Obama's domestic foes are less diplomatic.
"I heard repeatedly from leaders in the region that they believe we are forming some kind of Faustian bargain with the Iranians which would then lead to great danger to those countries," Republican Sen. John McCain of Arizona said last week.
"They believe that we are siding with Iran."
The former director of the Defense Intelligence Agency, retired Lt. Gen. Michael Flynn, warned on Fox News on Sunday that Iran was "on the march" across the Middle East and that the administration response was one of "willful ignorance."
But a senior Obama administration official on Monday denied that Washington wanted the wider accommodation with Iran that its allies fear.
"The critics look at this as some part of a grand détente or reconciliation -- that by getting this deal we will turn another cheek or grant them carte blanche," said the official, who was not authorized to talk publicly about the nuclear talks.
"We have been and we remain just as concerned."
And at the same time that it holds marathon talks with Iran, Washington is backing its ally Saudi Arabia and a Sunni coalition that is bombarding Iranian-backed Shiite Houthi militias in Yemen.
In Syria, the United States wants close Iranian ally President Bashar al-Assad gone after his murderous rampage against his own people.

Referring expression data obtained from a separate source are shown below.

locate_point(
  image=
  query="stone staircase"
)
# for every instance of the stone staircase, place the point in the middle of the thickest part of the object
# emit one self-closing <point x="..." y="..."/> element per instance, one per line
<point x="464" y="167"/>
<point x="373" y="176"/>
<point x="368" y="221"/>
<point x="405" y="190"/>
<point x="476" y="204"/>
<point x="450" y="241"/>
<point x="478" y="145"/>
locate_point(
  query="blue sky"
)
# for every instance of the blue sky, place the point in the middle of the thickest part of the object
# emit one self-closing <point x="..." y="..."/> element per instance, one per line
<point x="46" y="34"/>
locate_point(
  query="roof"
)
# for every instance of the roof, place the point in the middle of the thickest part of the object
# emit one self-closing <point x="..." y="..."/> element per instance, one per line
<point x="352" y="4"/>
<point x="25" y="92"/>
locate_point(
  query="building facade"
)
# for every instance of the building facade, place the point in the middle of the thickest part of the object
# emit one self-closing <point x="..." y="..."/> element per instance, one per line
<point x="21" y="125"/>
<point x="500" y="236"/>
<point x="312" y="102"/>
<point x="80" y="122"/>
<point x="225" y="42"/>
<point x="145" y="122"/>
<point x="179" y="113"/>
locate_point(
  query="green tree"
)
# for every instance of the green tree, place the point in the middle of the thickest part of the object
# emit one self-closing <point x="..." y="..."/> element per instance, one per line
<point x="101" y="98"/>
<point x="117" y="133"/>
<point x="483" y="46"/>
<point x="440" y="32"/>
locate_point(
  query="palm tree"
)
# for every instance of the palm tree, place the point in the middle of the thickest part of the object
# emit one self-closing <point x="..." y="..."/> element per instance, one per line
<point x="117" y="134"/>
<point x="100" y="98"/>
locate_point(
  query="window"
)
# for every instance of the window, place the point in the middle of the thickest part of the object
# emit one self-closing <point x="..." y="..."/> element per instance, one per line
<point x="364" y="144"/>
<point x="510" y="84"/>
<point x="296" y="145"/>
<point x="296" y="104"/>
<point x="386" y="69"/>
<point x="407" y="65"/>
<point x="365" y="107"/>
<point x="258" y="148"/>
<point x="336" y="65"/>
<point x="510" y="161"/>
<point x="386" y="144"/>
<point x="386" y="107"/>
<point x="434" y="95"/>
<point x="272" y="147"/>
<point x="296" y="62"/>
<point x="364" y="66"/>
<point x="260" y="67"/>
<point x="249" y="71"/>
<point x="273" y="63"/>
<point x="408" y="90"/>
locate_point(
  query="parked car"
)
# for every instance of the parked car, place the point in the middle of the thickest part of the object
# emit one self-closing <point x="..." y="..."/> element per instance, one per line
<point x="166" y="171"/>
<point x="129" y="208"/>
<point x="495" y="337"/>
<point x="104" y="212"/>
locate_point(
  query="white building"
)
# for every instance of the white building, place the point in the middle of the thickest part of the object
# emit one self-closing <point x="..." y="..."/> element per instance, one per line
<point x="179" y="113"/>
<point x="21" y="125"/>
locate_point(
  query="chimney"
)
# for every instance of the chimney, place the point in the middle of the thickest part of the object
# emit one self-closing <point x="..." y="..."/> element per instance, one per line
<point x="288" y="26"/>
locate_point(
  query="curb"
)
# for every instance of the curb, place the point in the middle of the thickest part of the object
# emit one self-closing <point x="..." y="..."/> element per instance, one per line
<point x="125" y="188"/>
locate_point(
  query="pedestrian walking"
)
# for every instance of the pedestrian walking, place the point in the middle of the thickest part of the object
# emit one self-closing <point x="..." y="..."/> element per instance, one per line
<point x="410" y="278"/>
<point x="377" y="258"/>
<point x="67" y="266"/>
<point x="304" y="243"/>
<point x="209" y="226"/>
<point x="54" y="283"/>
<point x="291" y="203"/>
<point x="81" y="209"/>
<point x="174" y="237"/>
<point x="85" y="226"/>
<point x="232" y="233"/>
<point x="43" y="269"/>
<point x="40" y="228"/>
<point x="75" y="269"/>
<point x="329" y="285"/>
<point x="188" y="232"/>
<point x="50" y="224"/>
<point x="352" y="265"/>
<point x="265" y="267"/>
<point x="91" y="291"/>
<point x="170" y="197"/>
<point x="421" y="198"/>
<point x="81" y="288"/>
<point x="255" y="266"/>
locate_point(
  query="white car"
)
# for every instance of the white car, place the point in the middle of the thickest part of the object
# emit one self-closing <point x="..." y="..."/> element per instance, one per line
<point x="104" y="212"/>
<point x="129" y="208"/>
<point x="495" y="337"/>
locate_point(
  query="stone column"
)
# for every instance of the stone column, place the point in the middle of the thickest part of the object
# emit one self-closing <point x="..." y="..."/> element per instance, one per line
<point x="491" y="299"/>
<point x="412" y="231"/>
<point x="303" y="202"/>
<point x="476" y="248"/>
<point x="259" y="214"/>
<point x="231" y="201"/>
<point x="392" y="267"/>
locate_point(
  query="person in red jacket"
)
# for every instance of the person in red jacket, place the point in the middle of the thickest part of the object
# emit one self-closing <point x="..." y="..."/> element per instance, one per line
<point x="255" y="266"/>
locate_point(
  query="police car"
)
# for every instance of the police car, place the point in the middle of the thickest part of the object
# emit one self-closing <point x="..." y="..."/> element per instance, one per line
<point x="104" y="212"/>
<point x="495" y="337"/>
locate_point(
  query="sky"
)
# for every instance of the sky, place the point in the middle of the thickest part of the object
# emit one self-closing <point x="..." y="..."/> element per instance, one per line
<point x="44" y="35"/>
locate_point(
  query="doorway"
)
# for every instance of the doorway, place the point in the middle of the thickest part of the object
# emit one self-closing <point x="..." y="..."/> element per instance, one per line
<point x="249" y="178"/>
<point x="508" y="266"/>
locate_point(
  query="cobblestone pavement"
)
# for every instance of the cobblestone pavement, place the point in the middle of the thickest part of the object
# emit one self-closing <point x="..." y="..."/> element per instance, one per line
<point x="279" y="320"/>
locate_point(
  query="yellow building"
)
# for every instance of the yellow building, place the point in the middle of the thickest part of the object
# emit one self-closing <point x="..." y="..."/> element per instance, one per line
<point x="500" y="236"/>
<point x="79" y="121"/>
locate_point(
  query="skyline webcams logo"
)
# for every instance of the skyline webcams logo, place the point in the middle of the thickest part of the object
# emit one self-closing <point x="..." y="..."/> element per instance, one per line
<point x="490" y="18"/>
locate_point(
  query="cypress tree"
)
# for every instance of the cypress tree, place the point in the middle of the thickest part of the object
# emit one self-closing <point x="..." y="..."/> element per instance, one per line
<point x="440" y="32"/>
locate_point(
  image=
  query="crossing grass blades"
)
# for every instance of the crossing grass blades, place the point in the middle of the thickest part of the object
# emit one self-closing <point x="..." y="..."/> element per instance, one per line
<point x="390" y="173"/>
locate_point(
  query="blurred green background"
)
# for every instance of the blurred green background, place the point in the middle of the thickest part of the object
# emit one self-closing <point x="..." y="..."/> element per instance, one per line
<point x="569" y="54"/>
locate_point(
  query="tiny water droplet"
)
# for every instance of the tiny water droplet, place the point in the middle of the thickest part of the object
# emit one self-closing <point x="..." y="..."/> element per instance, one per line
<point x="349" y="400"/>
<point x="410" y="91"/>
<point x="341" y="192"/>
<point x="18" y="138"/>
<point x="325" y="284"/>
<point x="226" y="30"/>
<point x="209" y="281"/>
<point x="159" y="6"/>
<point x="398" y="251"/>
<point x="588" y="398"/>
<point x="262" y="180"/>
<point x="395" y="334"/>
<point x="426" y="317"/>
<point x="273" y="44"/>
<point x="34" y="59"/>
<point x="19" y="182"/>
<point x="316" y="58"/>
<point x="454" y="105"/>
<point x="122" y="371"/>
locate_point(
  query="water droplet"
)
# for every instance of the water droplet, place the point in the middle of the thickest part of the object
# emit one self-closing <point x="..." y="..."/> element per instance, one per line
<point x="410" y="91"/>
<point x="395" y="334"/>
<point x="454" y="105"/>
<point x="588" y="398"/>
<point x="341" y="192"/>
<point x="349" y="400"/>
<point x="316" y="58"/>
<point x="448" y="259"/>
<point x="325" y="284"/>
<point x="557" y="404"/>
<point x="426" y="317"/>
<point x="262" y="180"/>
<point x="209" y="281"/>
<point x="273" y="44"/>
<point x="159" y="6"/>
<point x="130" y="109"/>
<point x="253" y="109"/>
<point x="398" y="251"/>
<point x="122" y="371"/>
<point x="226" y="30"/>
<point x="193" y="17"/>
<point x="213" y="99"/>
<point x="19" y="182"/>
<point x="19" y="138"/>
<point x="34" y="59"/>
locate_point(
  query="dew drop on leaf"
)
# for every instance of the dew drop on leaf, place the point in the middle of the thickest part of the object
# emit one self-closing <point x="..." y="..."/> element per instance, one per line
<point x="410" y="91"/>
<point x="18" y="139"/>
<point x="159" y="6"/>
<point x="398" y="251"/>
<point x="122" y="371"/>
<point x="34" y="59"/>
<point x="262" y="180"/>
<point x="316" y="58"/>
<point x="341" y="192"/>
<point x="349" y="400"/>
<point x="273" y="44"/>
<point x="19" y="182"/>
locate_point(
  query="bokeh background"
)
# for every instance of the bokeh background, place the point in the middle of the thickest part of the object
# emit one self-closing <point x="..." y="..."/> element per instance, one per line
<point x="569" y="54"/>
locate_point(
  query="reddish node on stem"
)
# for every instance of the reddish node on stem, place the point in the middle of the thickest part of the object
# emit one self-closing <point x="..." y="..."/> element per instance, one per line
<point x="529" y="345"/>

But many Washington observers believe the United States has stepped back from the region and interpret the increasingly assertive military actions of Sunni states such as Saudi Arabia and Egypt as a sign that they feel Iran already has the upper hand. They see the Saudi coalition's assault on the Houthis as a signal, not just to Iran, but to Washington.
"Our traditional Arab allies are apoplectic. We are involved against ISIS in Syria but essentially did nothing in the past three years as the Houthis took over Yemen," said David Schenker, a former Bush administration official now with the Washington Institute for Near East Policy.
The Saudis are using Yemen to send messages "to Iran and to a lesser extent to us about their lack of confidence in the American security blanket being able to protect them from Iran's machinations in the region," said Stephen Seche, a former U.S. Ambassador to Yemen.
The White House said it has no illusions on Iran's motives, but argued that the painful lessons of the last decade show a huge U.S. military operation in the Middle East is unlikely to reshape its politics.
"It's definitely a regional power struggle," said the senior administration official, stressing that Iran's strategy dates from well before either the Arab Spring or the Iraq war, all the way back to the 1979 Islamic Revolution itself.
"It's a geostrategic play to use these groups as pressure points, in some cases playing on Shiite grievances but also just to increase pressure on the Saudi border," said the official.
U.S. Secretary of State John Kerry has been spearheading negotiations on a possible deal to rein in Iran's nuclear program.
The administration insists that a large-scale reintroduction of U.S. forces to the Middle East is not the correct policy response.
"It is going to be dictated by individual countries and the particular circumstances and what is the U.S. interest there," the official said.
And the administration is not alone in believing the United States has a limited ability to influence what happens in the region.
"We can do things at the margins to help this side, reinforce that side, train another, arm another. So the U.S. position is likely to be quite modest," said Richard Haass, chairman of the Council of Foreign Relations.
And Justin Logan, a specialist in geopolitics at the Cato Institute, warned that the United States must not get involved in the "pathological politics" of the region.
The idea that a proxy struggle between the Persian Gulf Arabs and the Iranians can be effectively managed by the United States defies both logic and history," he said.